第12話

「あの、アリアンドール殿、彼女はあなたの大切なお仲間ではないのですか?」

「違うな。ただの連れだ」


 その後、ヴィクトールが是非私と話をしたいと言う事なので、部屋に残って、彼と相対していた。


「はぁ、そうなのですか……しかし、少しやりすぎでは」

「そうか?」

「あっ、いえ、あなたを非難している訳ではありませんよ! はい……」


 ヴィクトールは何やら、私に怯えているようだった。彼の肉に包まれた顔に少し慣れてきたおかげか、私にも表情が少しだけ分かるようになってきた気がする。

 彼の額からは冷や汗がダラダラと流れ、その顔は大変見苦しい事になっていた。


「お前に魔法を使うつもりはないから、そんなに怯えなくてもいい。安心しろ」

「は、はぁ……左様で……」


 ヴィクトールは顔を小さな布で拭ったが、まだ安心してはいないようだった。

 何故だろうか。私は本当に彼を害するつもりがないのだが。私にとって、彼の態度は不思議だった。


「その、確認したいのですが。アリアンドール殿は、魔法を詠唱なしで使えるのですか?」

「……詠唱とは何だ?」

「えっ?」


 当然のことながら、地上に降りてきてから、私は知らない事ばかり遭遇する。魔法の詠唱とやらも、私は初耳だ。

 字面から推測すると、何やら唱えるのだろうか。そんな事が魔法的に何の意味があるのか、私にはよくわからなかった。

 ヒト独自の魔法か何かなのだろうが、私はヒトを使う魔法を見たことがない。


「ええと、詠唱と言うのは……そう、我々が魔法を使う時に唱えるものです。我々は詠唱しなければ魔法を使えないのですが……」

「ほう、そうなのか」


 それは少し、興味深かった。エルフは何かを唱えなくても魔法を使う事ができるのだから。ヒトは魔法が苦手なのかと思っていたが、どうやら本当に苦手らしい。

 詠唱の意味は想像の補強だろうと思われる。想像力が乏しいから詠唱が必要なのだろうかと思ったが、彼やこの街を見ると、とてもそうは思えない。

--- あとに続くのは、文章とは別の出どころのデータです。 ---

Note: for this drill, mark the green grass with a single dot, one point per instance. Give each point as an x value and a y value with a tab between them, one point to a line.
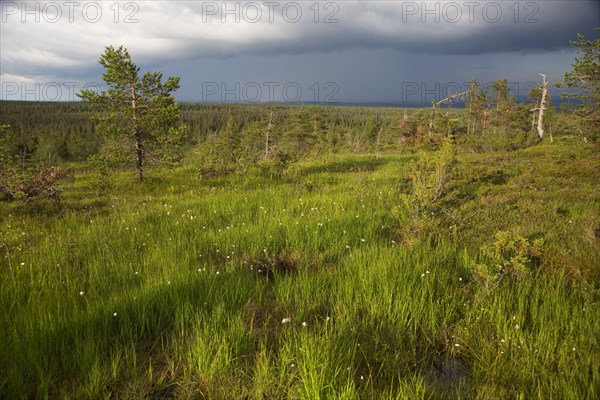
185	283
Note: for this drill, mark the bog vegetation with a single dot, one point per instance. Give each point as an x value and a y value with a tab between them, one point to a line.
300	252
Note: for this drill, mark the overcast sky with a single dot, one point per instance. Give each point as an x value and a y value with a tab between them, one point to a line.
395	52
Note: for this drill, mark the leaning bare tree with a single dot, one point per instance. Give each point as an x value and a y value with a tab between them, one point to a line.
541	107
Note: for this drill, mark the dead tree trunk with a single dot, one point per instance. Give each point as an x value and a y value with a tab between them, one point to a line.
139	152
378	138
269	133
534	115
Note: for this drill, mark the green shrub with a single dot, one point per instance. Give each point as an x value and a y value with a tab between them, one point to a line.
510	255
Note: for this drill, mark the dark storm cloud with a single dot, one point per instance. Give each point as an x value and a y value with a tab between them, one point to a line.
420	39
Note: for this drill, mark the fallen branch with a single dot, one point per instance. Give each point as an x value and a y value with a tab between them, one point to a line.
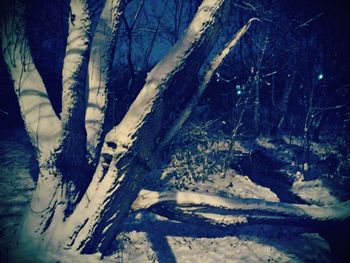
198	208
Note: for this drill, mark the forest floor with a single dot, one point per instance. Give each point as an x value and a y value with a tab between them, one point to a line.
206	161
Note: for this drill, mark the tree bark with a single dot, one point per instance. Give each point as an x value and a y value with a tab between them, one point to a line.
130	149
213	210
100	65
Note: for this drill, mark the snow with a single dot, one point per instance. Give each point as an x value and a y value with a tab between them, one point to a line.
99	69
150	238
40	119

「エルフは誰でも、詠唱せずに魔法を使ったと思う。私もそうだ」

「ははぁ、それは恐ろし――あっ、いえ、流石はエルフですね。はい。では、リリアナ様も?」

「リリアナ? あいつは――」


 エルフではなく邪神だが、詠唱は必要としないだろう。

 私はそう続けようとした。だが、果たしてリリアナが邪神であることを、ヴィクトールに伝えて良い物だろうか。

 絶対に面倒な事になる予感がしたので、私は彼にそれを伝える事はやめておいた。


「――エルフだから、詠唱はしないな。魔法は拙いようだが」

「そうなのですね。まぁ、リリアナ様はまだ幼いようですから」

「……そうだな」


 リリアナは子供ではない、と私は思っていたのだが、あの様を見ると、どうも子供にしか見えない。

 もしかしたら、本当に子供なのかもしれない。もちろんあいつは、恐らく千年以上は前にエルフが滅んだ事や、竜が滅んで魔物が生まれた事を知っていた。

 しかし神々にとっては、それ程の時間を過ごしたとしても、まだ子供なのだろうか。だとすれば、私は少しあいつに厳しく当たり過ぎたのかもしれない、とぼんやり思った。

 だが、今の私はリリアナよりも、魔法の詠唱に興味があった。


「ヴィクトール。魔法の詠唱をして見せてくれないか」

「……申し訳ありませんが、私に魔法の才は無いので、魔法が使えないですし、詠唱の内容も知らないのです」

「何?」


 魔法が使えない。そんな事があり得るのだろうか。確かに、得意不得意はエルフにもあったように思うが、まるっきり使えないような奴はいなかった筈だ。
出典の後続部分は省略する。